Three-time Pulitzer Prize-winning journalist and best-selling author Thomas L. Friedman gave a dynamic lecture on the phenomenon he describes as a "flat world" as the featured speaker for Morningside College’s annual Peter Waitt Lecture, held in Eppley Auditorium at 2 p.m. on Tuesday, Sept. 26. More than 1,300 persons filled the auditorium. A question-and-answer period and book signing followed the lecture.
Morningside College and the Siouxland Chamber jointly sponsoring Friedman, who also spoke at the Chamber’s annual banquet that evening. His visit to Sioux City is one of only two engagements that Friedman scheduled for 2006.
Morningside College President John Reynders said, “Friedman brings a perspective to globalization that is critically important for our students to hear. I am thrilled that the college and the Chamber could join together to bring a speaker of his caliber to Sioux City.”

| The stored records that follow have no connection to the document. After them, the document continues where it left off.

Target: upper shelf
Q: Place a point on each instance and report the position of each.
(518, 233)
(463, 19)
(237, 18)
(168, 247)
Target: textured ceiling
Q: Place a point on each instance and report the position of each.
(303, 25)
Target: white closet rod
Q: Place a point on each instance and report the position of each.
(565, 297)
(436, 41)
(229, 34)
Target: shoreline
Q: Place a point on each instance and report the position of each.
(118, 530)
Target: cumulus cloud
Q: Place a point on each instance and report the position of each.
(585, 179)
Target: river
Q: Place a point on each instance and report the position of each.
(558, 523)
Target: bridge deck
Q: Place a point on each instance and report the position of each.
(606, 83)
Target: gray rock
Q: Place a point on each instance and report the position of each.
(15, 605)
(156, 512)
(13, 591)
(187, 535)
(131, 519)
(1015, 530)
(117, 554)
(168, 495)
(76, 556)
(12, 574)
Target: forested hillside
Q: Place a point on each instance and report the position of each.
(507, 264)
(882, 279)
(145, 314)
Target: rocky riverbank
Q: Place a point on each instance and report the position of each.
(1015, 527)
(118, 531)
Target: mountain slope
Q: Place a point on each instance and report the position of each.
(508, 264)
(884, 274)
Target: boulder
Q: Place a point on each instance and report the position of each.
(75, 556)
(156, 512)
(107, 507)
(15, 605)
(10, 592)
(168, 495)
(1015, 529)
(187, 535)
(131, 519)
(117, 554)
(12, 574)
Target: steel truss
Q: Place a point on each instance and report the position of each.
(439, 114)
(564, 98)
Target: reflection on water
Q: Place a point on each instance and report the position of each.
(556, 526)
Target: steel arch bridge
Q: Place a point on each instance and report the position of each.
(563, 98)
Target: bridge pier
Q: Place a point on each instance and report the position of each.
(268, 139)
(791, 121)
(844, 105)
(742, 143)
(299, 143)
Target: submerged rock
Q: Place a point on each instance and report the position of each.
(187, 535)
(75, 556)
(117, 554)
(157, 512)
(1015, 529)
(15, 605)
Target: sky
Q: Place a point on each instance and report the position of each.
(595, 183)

The president’s office gave each of the new freshman students, in total more than 300 students, a copy of Friedman’s most recent book, The World is Flat: A Brief History of the Twenty-First Century. These students attended the lecture as part of the first-year Passport course.
The Peter Waitt Lecture was established in 1997 by Norman Waitt Jr. in recognition of the contributions of his uncle Peter Waitt as an entrepreneur, businessman, and community leader and to provide quality speakers for Morningside students. The lecture is endowed by The Kind World Foundation.
Friedman has been the foreign affairs columnist at The New York Times since 1995. Previously, he had served as the paper’s Beirut bureau chief from 1982 to 1984 and Israel bureau chief from 1984 to 1988. He next served as chief White House correspondent and then chief economic correspondent in the Washington bureau.
He won the Pulitzer Prize for international reporting in 1983 and 1988 and the Pulitzer Prize for commentary in 2002. He was elected a member of the Pulitzer Prize Board in 2005.
Friedman has authored four best-selling books, all published by Farrar, Straus and Giroux (FSG), New York. The World is Flat came out in 2005 and won the Goldman Sachs/Financial Times Business Book of the Year. His book From Beirut to Jerusalem won the National Book Award for nonfiction in 1989, and his book The Lexus and the Olive Tree: Understanding Globalization won the 2000 Overseas Press Club award for best nonfiction book on foreign policy. He also authored Longitudes and Attitudes: Exploring the World After September 11.
He holds a bachelor’s degree in Mediterranean studies from Brandeis University and a Master of Philosophy degree in modern Middle East studies from Oxford University. He resides in Bethesda, Md., with his family.